Submit a friction log after completing setup to help improve the tru service. Include what worked well, what was confusing or broken, and general error descriptions. Do NOT include API keys, tokens, secrets, code snippets, or file paths — these are automatically stripped.
AI agents use dev_submit_friction_log to create or update resources in Tru — usually the action step of a workflow, after the agent has gathered context. Every call changes real data in your Tru environment.
| Parameter | Type | Required | Description |
|---|---|---|---|
raw_errors | array | — | Error messages encountered during setup. |
friction_notes | string | Yes | Narrative friction log: what worked, what was confusing, what broke, suggestions. Be specific about section numbers and include error messages. |
section_ratings | object | — | Rate each phase. Keys: '1_register', '2_payments', '3_provisioning', '4_go_live'. |
skipped_sections | array | — | Section identifiers skipped during setup. |
completed_sections | array | — | Section identifiers completed during setup. |
time_spent_minutes | number | — | Estimated total setup time in minutes. |
Parameters from the server's own tool schema.
This tool creates new records (friction logs) in the tru service's feedback system. It is reversible (logs can be deleted or edited) and has no side effects on billing, provisioning, or authentication systems. The emphasis on not including sensitive data suggests the system itself handles sanitization, further indicating this is a straightforward write operation for diagnostic/feedback purposes.
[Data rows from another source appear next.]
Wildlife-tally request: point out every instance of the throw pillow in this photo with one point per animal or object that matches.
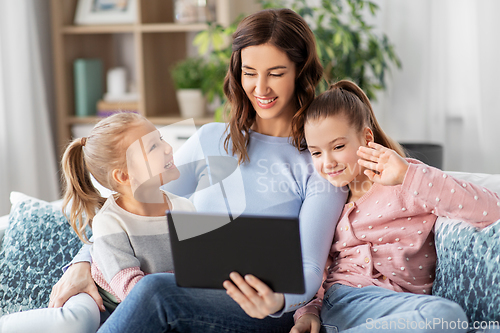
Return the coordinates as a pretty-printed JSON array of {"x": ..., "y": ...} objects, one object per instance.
[
  {"x": 468, "y": 268},
  {"x": 37, "y": 243}
]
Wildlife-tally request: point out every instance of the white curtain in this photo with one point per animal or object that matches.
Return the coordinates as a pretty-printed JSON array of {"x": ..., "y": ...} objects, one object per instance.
[
  {"x": 27, "y": 157},
  {"x": 447, "y": 91}
]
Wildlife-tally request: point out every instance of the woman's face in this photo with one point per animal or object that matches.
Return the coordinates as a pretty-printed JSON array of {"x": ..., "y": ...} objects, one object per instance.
[
  {"x": 333, "y": 144},
  {"x": 268, "y": 78}
]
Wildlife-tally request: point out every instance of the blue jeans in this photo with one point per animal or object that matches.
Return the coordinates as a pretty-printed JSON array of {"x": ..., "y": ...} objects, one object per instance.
[
  {"x": 157, "y": 304},
  {"x": 376, "y": 309}
]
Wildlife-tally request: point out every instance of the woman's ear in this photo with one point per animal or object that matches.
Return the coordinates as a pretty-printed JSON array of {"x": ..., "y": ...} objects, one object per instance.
[
  {"x": 121, "y": 177},
  {"x": 368, "y": 135}
]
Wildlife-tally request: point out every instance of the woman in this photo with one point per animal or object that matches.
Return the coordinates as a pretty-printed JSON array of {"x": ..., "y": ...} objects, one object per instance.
[{"x": 273, "y": 72}]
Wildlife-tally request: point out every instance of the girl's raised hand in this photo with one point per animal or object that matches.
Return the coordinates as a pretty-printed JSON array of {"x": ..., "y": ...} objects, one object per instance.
[
  {"x": 253, "y": 295},
  {"x": 307, "y": 323},
  {"x": 384, "y": 165}
]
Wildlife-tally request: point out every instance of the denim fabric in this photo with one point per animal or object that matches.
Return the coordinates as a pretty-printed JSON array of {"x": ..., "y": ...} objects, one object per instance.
[
  {"x": 375, "y": 309},
  {"x": 157, "y": 304}
]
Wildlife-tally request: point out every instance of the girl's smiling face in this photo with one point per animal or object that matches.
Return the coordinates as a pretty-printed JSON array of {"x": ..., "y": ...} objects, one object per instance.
[
  {"x": 268, "y": 78},
  {"x": 333, "y": 144},
  {"x": 149, "y": 157}
]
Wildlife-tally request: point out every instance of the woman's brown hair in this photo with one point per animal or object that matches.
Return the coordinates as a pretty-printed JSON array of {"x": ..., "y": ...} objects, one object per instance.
[
  {"x": 286, "y": 30},
  {"x": 97, "y": 155},
  {"x": 347, "y": 99}
]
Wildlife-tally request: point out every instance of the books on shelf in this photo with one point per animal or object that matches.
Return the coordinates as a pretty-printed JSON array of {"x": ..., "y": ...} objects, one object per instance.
[{"x": 105, "y": 109}]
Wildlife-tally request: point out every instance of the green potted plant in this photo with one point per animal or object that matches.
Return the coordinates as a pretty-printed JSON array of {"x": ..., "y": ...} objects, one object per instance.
[
  {"x": 189, "y": 76},
  {"x": 347, "y": 45}
]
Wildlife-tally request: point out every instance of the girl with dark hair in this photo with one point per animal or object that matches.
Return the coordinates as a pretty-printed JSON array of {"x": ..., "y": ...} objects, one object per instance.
[
  {"x": 273, "y": 73},
  {"x": 383, "y": 256}
]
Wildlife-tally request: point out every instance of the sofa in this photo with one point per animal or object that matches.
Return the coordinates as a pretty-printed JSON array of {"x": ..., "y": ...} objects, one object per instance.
[{"x": 36, "y": 241}]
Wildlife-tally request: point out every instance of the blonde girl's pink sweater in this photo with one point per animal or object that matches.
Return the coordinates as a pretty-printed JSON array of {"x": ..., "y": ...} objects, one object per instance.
[{"x": 386, "y": 237}]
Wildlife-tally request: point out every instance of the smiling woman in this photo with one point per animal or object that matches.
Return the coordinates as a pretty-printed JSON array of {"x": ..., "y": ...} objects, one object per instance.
[
  {"x": 277, "y": 49},
  {"x": 268, "y": 78}
]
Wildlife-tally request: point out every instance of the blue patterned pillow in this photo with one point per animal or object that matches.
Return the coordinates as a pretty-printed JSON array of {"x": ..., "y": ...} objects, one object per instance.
[
  {"x": 468, "y": 268},
  {"x": 36, "y": 244}
]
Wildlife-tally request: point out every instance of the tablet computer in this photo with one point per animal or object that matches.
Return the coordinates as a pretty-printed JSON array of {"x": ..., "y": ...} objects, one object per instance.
[{"x": 267, "y": 247}]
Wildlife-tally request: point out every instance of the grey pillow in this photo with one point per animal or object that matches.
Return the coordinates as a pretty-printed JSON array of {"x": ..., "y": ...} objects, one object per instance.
[
  {"x": 36, "y": 245},
  {"x": 468, "y": 268}
]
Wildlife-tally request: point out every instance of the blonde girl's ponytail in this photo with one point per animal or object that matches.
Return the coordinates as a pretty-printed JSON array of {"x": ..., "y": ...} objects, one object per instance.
[
  {"x": 79, "y": 191},
  {"x": 98, "y": 155}
]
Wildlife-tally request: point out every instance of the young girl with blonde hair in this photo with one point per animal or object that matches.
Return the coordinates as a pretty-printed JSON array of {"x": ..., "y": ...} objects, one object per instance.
[
  {"x": 124, "y": 153},
  {"x": 383, "y": 254}
]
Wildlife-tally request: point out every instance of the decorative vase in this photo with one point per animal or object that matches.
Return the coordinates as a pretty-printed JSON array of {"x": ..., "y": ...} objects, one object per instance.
[{"x": 192, "y": 103}]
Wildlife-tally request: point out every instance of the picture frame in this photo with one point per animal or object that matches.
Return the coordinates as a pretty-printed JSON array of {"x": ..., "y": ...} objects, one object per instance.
[{"x": 94, "y": 12}]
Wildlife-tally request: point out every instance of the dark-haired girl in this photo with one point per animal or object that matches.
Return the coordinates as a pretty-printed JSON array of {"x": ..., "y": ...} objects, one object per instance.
[{"x": 383, "y": 254}]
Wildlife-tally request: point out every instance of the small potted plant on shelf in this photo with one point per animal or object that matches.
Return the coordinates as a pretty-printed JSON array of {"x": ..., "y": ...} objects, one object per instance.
[{"x": 189, "y": 76}]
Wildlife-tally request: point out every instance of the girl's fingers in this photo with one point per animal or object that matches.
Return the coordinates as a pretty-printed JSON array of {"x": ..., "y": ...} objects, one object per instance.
[
  {"x": 367, "y": 156},
  {"x": 247, "y": 291},
  {"x": 262, "y": 288},
  {"x": 377, "y": 146}
]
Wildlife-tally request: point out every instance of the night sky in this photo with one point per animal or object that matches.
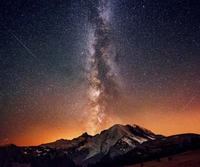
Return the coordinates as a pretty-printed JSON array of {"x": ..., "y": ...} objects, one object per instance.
[{"x": 70, "y": 66}]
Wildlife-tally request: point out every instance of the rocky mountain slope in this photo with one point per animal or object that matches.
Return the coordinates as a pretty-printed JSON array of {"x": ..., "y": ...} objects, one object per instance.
[{"x": 117, "y": 146}]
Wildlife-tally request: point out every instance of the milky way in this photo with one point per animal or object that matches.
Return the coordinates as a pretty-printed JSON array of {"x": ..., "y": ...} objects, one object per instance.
[
  {"x": 71, "y": 66},
  {"x": 103, "y": 86}
]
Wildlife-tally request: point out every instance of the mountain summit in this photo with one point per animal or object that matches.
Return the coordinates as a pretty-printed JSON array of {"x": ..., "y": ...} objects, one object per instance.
[
  {"x": 120, "y": 144},
  {"x": 118, "y": 139}
]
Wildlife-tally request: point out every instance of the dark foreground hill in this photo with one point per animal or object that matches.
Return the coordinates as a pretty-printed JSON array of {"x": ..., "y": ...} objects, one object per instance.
[{"x": 117, "y": 146}]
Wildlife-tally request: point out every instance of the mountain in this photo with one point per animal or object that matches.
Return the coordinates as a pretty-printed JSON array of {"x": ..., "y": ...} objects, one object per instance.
[
  {"x": 118, "y": 145},
  {"x": 118, "y": 139}
]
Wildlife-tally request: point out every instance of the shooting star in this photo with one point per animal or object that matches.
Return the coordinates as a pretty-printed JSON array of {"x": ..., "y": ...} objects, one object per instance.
[
  {"x": 189, "y": 102},
  {"x": 18, "y": 40}
]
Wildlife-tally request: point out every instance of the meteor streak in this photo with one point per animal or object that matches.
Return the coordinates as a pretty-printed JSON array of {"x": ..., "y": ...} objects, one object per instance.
[{"x": 18, "y": 40}]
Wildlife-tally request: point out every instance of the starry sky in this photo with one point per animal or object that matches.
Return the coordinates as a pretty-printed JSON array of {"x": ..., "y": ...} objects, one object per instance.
[{"x": 67, "y": 66}]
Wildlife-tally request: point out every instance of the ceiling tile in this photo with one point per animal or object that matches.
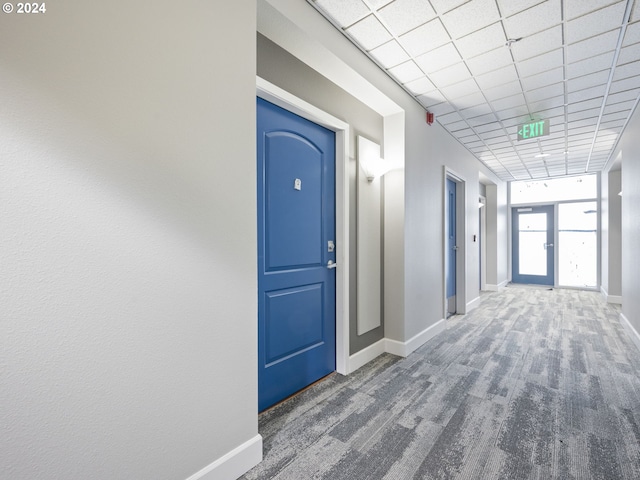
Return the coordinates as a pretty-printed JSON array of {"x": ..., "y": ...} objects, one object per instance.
[
  {"x": 576, "y": 9},
  {"x": 546, "y": 92},
  {"x": 433, "y": 98},
  {"x": 470, "y": 17},
  {"x": 450, "y": 75},
  {"x": 624, "y": 85},
  {"x": 476, "y": 111},
  {"x": 586, "y": 81},
  {"x": 629, "y": 54},
  {"x": 489, "y": 61},
  {"x": 404, "y": 15},
  {"x": 605, "y": 42},
  {"x": 420, "y": 85},
  {"x": 444, "y": 6},
  {"x": 439, "y": 58},
  {"x": 537, "y": 44},
  {"x": 406, "y": 72},
  {"x": 626, "y": 71},
  {"x": 345, "y": 13},
  {"x": 369, "y": 33},
  {"x": 502, "y": 91},
  {"x": 512, "y": 103},
  {"x": 472, "y": 100},
  {"x": 590, "y": 65},
  {"x": 586, "y": 105},
  {"x": 541, "y": 63},
  {"x": 543, "y": 79},
  {"x": 390, "y": 54},
  {"x": 619, "y": 107},
  {"x": 492, "y": 79},
  {"x": 534, "y": 20},
  {"x": 623, "y": 96},
  {"x": 595, "y": 23},
  {"x": 424, "y": 38},
  {"x": 590, "y": 113},
  {"x": 511, "y": 7},
  {"x": 482, "y": 41}
]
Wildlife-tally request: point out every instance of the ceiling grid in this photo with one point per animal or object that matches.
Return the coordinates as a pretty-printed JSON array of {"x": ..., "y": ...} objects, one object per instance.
[{"x": 486, "y": 67}]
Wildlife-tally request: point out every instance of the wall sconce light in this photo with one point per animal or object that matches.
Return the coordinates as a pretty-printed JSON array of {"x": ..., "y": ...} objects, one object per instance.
[
  {"x": 369, "y": 159},
  {"x": 374, "y": 167}
]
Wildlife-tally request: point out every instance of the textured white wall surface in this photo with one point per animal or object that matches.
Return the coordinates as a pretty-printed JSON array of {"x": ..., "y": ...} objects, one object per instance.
[{"x": 127, "y": 238}]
From the tool's definition Tool description states it will 'Submit a friction log' which involves creating or recording data. The explicit instruction to exclude 'API keys, tokens, secrets, code snippets, or file paths' confirms this is a data submission endpoint that writes feedback…
Attacks that exploit this kind of access
Submit a friction log after completing setup to help improve the tru service. Include what worked well, what was confusing or broken, and general error descriptions. Do NOT include API keys, tokens, secrets, code snippets, or file paths — these are automatically stripped. It is categorised as a Write tool in the Tru MCP Server, which means it can create or modify data. Consider rate limits to prevent runaway writes.
dev_submit_friction_log accepts 6 parameters: raw_errors, friction_notes, section_ratings, skipped_sections, completed_sections, time_spent_minutes. Required: friction_notes. The full parameter table on this page comes from the server's own tool schema.
Register the Tru MCP server in PolicyLayer and add a rule for dev_submit_friction_log: allow, deny, rate-limit, or require approval. Point your MCP client at the PolicyLayer proxy URL and the rule is enforced on every call, before it reaches Tru. Nothing to install.
dev_submit_friction_log is a Write tool with medium risk. Write tools should be rate-limited to prevent accidental bulk modifications.
Yes. Add a rate_limit block to the dev_submit_friction_log rule in your PolicyLayer policy. For example, setting max: 10 and window: 60 limits the tool to 10 calls per minute. Rate limits are tracked per agent session and reset automatically.
Set action: deny in the PolicyLayer policy for dev_submit_friction_log. The AI agent will receive a policy violation error and cannot call the tool. You can also include a reason field to explain why the tool is blocked.
dev_submit_friction_log is provided by the Tru MCP server (tru-mcp). PolicyLayer sits as a proxy in front of this server to enforce policies before tool calls reach the server.
Every MCP server has a record like this.
Type a name, get the same breakdown: verified identity, auth posture, risk grade, capabilities, recommended policy.